!pip install 'liac-arff>=2.4.0'
Requirement already satisfied: liac-arff>=2.4.0 in /home/hirzel/python3.6venv/lib/python3.6/site-packages (2.4.0)
import lale.datasets.openml
import pandas as pd
(train_X, train_y), (test_X, test_y) = lale.datasets.openml.fetch(
'credit-g', 'classification', preprocess=False)

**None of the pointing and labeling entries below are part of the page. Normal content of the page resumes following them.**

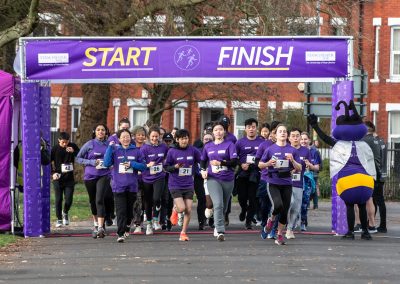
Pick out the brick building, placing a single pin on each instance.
(377, 52)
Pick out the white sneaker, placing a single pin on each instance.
(138, 230)
(149, 229)
(65, 219)
(215, 232)
(180, 219)
(156, 225)
(289, 234)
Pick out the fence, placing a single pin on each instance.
(392, 181)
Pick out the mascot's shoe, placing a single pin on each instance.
(348, 236)
(366, 236)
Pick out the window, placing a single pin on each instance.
(138, 116)
(55, 118)
(394, 127)
(75, 120)
(179, 118)
(395, 54)
(240, 117)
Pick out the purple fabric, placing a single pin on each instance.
(280, 153)
(189, 158)
(45, 122)
(33, 205)
(220, 152)
(188, 58)
(6, 91)
(343, 90)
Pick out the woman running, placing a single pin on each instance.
(154, 153)
(222, 158)
(126, 160)
(97, 176)
(180, 163)
(281, 159)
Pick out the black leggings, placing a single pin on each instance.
(152, 197)
(280, 196)
(97, 190)
(362, 208)
(247, 192)
(124, 205)
(60, 189)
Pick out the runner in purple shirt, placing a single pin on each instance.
(96, 176)
(126, 160)
(221, 157)
(181, 163)
(249, 175)
(281, 159)
(154, 152)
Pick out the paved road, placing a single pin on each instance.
(243, 257)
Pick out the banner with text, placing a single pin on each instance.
(185, 59)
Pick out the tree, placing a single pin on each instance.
(17, 18)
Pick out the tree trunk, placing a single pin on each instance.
(94, 110)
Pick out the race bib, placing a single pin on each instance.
(156, 169)
(250, 159)
(101, 166)
(123, 170)
(296, 177)
(217, 169)
(66, 168)
(282, 164)
(185, 171)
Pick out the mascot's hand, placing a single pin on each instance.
(312, 120)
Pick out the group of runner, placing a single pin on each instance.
(149, 178)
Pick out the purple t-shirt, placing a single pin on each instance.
(261, 149)
(297, 178)
(230, 137)
(220, 152)
(182, 178)
(283, 166)
(246, 149)
(157, 154)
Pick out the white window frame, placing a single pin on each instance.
(182, 117)
(393, 77)
(132, 109)
(73, 129)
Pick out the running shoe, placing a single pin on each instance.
(269, 225)
(174, 217)
(156, 225)
(348, 236)
(357, 228)
(242, 215)
(138, 230)
(101, 233)
(289, 234)
(58, 223)
(264, 234)
(65, 219)
(180, 219)
(183, 237)
(366, 236)
(280, 241)
(149, 229)
(94, 232)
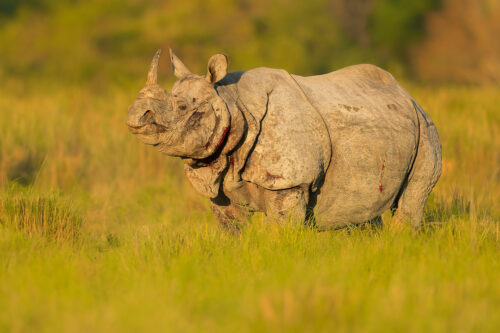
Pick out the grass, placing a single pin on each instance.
(101, 233)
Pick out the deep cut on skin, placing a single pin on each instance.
(335, 149)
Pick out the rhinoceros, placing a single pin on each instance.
(337, 149)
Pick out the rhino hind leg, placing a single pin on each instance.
(421, 181)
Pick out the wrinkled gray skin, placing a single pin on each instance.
(339, 148)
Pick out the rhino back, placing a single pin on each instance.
(374, 132)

print(f'train_X.shape {train_X.shape}')
pd.concat([train_y.tail(), train_X.tail()], axis=1)
train_X.shape (670, 20)
class | checking_status | duration | credit_history | purpose | credit_amount | savings_status | employment | installment_commitment | personal_status | ... | residence_since | property_magnitude | age | other_payment_plans | housing | existing_credits | job | num_dependents | own_telephone | foreign_worker | |
---|---|---|---|---|---|---|---|---|---|---|---|---|---|---|---|---|---|---|---|---|---|
835 | bad | <0 | 12.0 | no credits/all paid | new car | 1082.0 | <100 | 1<=X<4 | 4.0 | male single | ... | 4.0 | car | 48.0 | bank | own | 2.0 | skilled | 1.0 | none | yes |
192 | bad | 0<=X<200 | 27.0 | existing paid | business | 3915.0 | <100 | 1<=X<4 | 4.0 | male single | ... | 2.0 | car | 36.0 | none | own | 1.0 | skilled | 2.0 | yes | yes |
629 | good | no checking | 9.0 | existing paid | education | 3832.0 | no known savings | >=7 | 1.0 | male single | ... | 4.0 | real estate | 64.0 | none | own | 1.0 | unskilled resident | 1.0 | none | yes |
559 | bad | 0<=X<200 | 18.0 | critical/other existing credit | furniture/equipment | 1928.0 | <100 | <1 | 2.0 | male single | ... | 2.0 | real estate | 31.0 | none | own | 2.0 | unskilled resident | 1.0 | none | yes |
684 | good | 0<=X<200 | 36.0 | delayed previously | business | 9857.0 | 100<=X<500 | 4<=X<7 | 1.0 | male single | ... | 3.0 | life insurance | 31.0 | none | own | 2.0 | unskilled resident | 2.0 | yes | yes |
5 rows × 21 columns
from sklearn.preprocessing import Normalizer as Norm
from sklearn.preprocessing import OneHotEncoder as OneHot
from sklearn.linear_model import LogisticRegression as LR
from xgboost import XGBClassifier as XGBoost
from sklearn.svm import LinearSVC
from lale.operators import make_pipeline, make_union
from lale.lib.lale import Project, ConcatFeatures, NoOp
lale.wrap_imported_operators()
project_nums = Project(columns={'type': 'number'})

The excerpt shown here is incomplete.